More than good intentions

Meaningful support for neurodivergent burnout requires more than good intentions. It requires a genuine understanding of the neurodivergent experience. A recognition of the specific ways neurodivergence shapes how someone moves through the world, and how the cumulative weight of that experience contributes to burnout. An affirming approach understands the severity of burnout symptoms and how they affect functioning across every domain of daily life.

And it is honest that recovery is not about returning to the version of life that led to burnout in the first place, but about building something more sustainable and more congruent with how someone's brain actually operates and what they genuinely need.

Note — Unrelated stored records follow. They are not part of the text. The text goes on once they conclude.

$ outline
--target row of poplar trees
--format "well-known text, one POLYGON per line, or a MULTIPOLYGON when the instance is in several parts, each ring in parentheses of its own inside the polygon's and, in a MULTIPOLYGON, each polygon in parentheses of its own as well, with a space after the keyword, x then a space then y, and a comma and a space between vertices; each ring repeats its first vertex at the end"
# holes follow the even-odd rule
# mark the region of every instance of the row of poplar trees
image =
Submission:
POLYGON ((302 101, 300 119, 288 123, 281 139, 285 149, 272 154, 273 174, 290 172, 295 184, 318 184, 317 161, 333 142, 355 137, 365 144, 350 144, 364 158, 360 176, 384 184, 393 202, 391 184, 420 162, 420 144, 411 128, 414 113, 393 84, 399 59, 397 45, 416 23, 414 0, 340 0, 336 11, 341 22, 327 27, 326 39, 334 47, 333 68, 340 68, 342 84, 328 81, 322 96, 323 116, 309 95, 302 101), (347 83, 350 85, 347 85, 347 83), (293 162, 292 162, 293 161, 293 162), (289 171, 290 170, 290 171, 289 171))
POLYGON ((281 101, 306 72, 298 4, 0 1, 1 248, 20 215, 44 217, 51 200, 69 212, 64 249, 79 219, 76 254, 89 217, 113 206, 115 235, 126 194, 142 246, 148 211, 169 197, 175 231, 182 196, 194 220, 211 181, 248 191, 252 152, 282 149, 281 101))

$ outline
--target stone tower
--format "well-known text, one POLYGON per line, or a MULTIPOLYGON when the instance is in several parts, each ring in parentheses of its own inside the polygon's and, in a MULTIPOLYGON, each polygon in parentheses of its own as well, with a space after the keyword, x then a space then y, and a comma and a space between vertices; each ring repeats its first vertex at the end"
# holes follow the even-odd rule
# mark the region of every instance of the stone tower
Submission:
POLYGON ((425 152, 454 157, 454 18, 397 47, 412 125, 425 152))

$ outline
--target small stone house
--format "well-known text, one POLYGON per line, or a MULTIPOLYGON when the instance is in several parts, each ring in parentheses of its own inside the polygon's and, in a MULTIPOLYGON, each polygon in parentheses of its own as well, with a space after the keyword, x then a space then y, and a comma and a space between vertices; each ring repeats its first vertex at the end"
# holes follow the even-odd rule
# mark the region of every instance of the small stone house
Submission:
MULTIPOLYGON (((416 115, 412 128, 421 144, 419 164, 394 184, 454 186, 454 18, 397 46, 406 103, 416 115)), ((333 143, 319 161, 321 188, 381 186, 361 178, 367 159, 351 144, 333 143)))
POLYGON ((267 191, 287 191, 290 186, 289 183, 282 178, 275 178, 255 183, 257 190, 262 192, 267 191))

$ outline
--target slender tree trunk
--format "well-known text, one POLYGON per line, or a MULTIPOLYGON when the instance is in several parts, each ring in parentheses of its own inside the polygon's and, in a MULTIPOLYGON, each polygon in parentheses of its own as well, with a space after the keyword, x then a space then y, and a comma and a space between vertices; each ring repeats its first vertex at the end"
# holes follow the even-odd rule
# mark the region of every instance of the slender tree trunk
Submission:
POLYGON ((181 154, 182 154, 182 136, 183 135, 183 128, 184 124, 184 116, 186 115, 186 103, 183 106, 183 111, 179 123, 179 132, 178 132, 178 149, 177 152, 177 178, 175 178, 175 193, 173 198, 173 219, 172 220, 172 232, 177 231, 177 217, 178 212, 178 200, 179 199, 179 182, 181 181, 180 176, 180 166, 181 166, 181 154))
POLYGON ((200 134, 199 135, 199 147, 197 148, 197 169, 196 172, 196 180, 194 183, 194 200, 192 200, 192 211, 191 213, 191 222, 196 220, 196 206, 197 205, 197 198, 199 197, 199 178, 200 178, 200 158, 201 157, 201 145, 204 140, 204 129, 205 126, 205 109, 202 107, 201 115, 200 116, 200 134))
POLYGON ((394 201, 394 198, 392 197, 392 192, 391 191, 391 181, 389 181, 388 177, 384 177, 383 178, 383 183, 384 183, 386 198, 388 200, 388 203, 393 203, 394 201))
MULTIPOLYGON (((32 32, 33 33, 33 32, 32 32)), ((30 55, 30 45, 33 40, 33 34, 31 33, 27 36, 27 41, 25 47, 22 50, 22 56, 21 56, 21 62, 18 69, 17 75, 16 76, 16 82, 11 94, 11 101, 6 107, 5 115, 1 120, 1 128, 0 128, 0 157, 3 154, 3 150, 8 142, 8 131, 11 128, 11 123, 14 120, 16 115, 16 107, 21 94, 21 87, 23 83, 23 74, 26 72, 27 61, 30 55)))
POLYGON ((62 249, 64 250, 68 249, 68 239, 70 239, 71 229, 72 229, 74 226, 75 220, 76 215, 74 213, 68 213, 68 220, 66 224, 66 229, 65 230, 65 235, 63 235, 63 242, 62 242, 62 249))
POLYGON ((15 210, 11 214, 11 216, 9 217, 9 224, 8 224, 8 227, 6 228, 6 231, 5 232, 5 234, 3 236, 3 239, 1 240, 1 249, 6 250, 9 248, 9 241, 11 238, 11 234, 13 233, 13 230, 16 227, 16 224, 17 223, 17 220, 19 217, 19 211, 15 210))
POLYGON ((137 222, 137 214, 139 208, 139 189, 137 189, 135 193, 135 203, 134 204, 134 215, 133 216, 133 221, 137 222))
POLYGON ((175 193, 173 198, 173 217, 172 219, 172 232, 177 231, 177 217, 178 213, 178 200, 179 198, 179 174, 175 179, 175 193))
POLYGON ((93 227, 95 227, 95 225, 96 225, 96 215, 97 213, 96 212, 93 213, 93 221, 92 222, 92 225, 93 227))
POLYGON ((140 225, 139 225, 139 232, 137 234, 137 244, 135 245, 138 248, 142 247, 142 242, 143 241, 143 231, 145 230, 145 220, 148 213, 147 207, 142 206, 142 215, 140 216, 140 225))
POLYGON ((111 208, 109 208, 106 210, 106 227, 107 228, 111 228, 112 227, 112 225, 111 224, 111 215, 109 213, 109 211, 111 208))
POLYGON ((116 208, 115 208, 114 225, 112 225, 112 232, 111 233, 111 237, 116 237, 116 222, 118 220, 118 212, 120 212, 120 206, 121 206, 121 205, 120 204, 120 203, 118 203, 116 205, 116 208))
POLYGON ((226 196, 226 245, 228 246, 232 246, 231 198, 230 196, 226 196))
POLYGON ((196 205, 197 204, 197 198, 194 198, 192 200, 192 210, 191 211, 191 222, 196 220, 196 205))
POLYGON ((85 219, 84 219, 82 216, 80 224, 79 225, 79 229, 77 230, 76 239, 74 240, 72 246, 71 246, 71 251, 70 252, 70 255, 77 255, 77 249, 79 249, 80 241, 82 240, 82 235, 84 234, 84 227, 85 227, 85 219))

Care that starts with actually understanding your brain

For Autistic and ADHD adults, burnout is not simply the result of a stressful workplace or academic demands. It is the accumulated cost of existing in environments designed with only one neurotype in mind. Years of masking, chronic sensory and cognitive overload, and the relentless effort of translating systems, relationships, and environments that do not consider the needs of neurodivergent brains.  

The impact of this shows up across every domain of daily life: in the body, in thinking, in emotions, and in functioning. And it is routinely missed, written off as a lack of resilience, leaving many neurodivergent adults cycling through interventions that don't fit and advice that can actually exacerbate symptoms.

The Approach

The OT lens

Occupational therapy is uniquely positioned to do this work. Grounded in the understanding that how humans occupy their time has a profound impact on health and well-being, it asks the questions that matter most: how has the way you occupy your time contributed to burnout, and how can it be rebuilt to support recovery?

With a comprehensive understanding of cognitive, sensory, emotional, environmental, and physical barriers, OT’s bridges the internal - nervous system patterns, sensory needs, and cognitive demands, with the external - the routines, roles, and environments that either deplete or restore. By examining how someone actually moves through their days, the roles they hold, the activities that matter, and what stands in the way, OTs connect inner experience directly to the fabric of daily life. 

The work begins with understanding, giving language and clinical context to an experience that has often been invisible, dismissed, or misnamed. From there, the focus shifts to building genuine self-knowledge, a clear picture of what one's needs look like, the patterns that contributed to burnout, and what recovery requires for that specific brain and that specific life. 

From that foundation, meaningful change becomes possible.